In earlier history, there were no isolated objects, and there were no objects which did not work in some sense (religious icons, for example, had to answer prayers, or they were thrown into the river, as still happens in the East). The arts were not isolated from each other; from the most minute jewel to the most elaborate mosaic, everything was part of a stage-set designed for the public eye and for public participation. All art was performance, choreographed and scripted, played through in the act of kinesis. The peasant could not wear the crown, but that 'belonged' no more to the king either. Precious objects were aspects of a situation which they deciphered and narrated through their signification. It was the evolution of the investment market which ripped objects from their total environment, deritualized, desocialized, and made them items in a collection. The creation of the oil-painting dates from this time. The effects were most deleterious in the instigation of a divide between the 'conceptual arts' and the 'material' crafts'. Art became a useless and transcended material and form. Craft on the other hand always showed its connections to the matter-grounded human-body. it was 'decorative' and 'functional' as utensils, textiles, dress, jewellery, etc.

The hypocrisy of a society which lauded the abstract, while hoarding the concrete (including the oil-painting particularly), has resulted in such a variety of complex theoretical aesthetic criteria that it is not surprising that the West can justly doubt whether it has any 'art' left at all.

Though many craftspeople are content, indeed, proud to assert themselves as just that, not surprisingly, avoiding the term 'art' altogether, others have wanted to get out of the aesthetic ghetto and to reverse the historical situation.They have had to engage in a polemic which, in its early forms, always takes on an extremist character in order to awaken social interest, hence, the tortures of, for example, Gijs Bakker's "unwearable" face-jewellery, or Judy Blame's work of the eighties, such work being best-exhibited in a performance situation, as in the devastatingly "bad taste" costumery of London's Michael Clarke Dance Company.

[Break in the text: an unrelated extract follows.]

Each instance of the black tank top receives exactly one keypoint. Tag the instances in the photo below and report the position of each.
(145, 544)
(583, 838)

In a calmer mood and returning to content and human meaning, Sheridan‘s helmets and daggers, both theatre and ritual, are also polemics against the shoddy inefficacy of mass-produced costume jewellery, and a reminder of what power and force the art could attain. In the second group exhibition Roz McAllan‘s inventively created environments for the works on the walls, extended their meanings and character prior to their being worn. It is one answer to the problems of display. 

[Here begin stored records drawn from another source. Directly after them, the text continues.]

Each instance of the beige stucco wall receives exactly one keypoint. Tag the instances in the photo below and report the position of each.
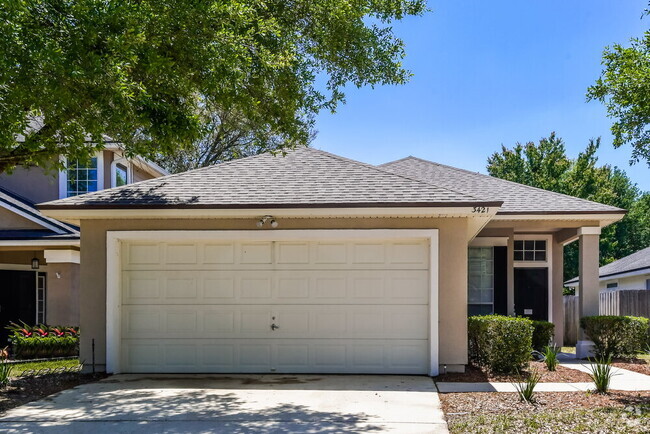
(557, 290)
(452, 272)
(140, 175)
(21, 257)
(33, 184)
(62, 294)
(9, 220)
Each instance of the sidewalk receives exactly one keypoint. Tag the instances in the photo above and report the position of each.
(622, 380)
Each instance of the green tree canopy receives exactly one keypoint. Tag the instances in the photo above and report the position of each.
(624, 89)
(151, 74)
(546, 165)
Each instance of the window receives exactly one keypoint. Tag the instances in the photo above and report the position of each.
(480, 281)
(120, 175)
(530, 250)
(81, 178)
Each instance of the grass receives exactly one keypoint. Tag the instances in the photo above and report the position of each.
(18, 368)
(598, 420)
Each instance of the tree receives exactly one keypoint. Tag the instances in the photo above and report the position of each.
(227, 136)
(624, 89)
(546, 165)
(153, 74)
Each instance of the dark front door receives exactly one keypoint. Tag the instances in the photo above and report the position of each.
(531, 293)
(17, 300)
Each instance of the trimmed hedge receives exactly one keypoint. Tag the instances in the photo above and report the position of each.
(41, 341)
(500, 343)
(616, 336)
(543, 333)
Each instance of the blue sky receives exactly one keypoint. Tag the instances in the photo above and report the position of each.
(488, 73)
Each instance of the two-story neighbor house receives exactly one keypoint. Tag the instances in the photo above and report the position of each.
(39, 256)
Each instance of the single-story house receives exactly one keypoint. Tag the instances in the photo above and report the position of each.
(630, 272)
(315, 263)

There were few calls for a return to the central nature of jewellery as body-art at the JMGA conference; Bill Metcalf from the States prodding the arty and crafty complacency of jewellers themselves. How many times does an aesthetic battle have to be fought and won in this society before the general issues are recognised and remembered?

notes

This article is based on conversations with Barbara Heath, Sheridan Kennedy and Roz McAllan.